Last week, in a rare display of public protest, a group of mostly Chinese immigrant investors held rallies in both Sydney and Melbourne demanding the federal government speed up their permanent residency applications, the Australian Broadcasting Company (ABC) and Reuters reported. The protesters expressed concerns that the new Australian Labor government was looking to scale back or end the Business Innovation and Investment Program (BIIP). The BIIP visas, which require an investment in Australia of at least $5 million, are also known as “Golden Ticket.”

Australia’s BIIP was introduced in 2012 with the aim of attracting wealthy business owners, investors, and entrepreneurs to boost the economy by bringing in capital and driving innovation. However, Australia’s Labor government, which came to power just over a year ago, conducted a review concluding the BIIP does not significantly contribute to the country’s economy. As a result, the government plans to significantly curtail the BIIP allocation from 5,000 visas in FY2022 to just 1,900 this year. Asked by ABC about the Golden Ticket visa, Australia’s Department of Home Affairs emailed a statement saying that a new immigration policy would be forthcoming that would involve “radically reshaping” the BIIP.

Australia is not alone. Similar investor visas targeting high-net-worth immigrants have been recently paused or eliminated in Canada, Britain, Portugal, and Singapore, alternatives to America’s immigrant investor program known as EB-5.

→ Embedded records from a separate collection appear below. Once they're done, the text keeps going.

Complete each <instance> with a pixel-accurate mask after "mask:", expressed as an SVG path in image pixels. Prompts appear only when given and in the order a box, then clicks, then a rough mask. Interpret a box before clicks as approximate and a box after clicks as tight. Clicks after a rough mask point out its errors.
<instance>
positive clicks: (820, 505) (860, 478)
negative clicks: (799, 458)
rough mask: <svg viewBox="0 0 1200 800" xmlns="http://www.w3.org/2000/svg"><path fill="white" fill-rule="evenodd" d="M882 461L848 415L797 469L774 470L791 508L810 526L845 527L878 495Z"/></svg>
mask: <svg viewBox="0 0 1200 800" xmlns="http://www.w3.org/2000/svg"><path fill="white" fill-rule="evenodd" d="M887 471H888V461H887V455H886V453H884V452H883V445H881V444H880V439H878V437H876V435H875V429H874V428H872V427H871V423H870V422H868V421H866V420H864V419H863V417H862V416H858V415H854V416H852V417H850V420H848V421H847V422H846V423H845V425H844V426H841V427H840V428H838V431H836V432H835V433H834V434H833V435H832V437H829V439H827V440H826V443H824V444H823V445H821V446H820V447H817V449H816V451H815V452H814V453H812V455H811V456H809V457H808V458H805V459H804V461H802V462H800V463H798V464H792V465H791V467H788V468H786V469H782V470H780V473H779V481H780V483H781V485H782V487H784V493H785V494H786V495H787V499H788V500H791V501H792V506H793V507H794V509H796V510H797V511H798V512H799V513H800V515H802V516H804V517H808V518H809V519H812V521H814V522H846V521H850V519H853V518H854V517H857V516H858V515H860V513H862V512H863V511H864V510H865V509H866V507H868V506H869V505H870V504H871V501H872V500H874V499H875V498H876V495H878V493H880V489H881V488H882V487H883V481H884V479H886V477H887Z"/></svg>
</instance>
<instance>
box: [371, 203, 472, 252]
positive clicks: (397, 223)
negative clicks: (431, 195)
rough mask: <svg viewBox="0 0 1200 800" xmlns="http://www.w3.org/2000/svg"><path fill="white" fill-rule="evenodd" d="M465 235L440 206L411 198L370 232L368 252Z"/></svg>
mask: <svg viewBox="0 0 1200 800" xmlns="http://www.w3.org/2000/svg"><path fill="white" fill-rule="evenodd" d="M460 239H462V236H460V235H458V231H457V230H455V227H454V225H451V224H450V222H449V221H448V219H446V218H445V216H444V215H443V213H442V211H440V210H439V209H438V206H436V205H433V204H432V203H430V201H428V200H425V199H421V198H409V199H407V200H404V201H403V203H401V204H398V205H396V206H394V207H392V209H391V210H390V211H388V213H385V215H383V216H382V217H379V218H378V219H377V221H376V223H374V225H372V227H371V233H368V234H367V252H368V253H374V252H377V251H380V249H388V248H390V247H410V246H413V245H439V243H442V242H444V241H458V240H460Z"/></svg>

Conversely, the EB-5 visa program is going strong after passage of the Reform and Integrity Act (RIA) last year and reauthorization of the program for five years. This long-term reauthorization gave participants predictability and set out an expedited processing for investors in rural projects. As a result, the demand for rural investments in the United States has been strong, especially among investors from Vietnam, India, and China.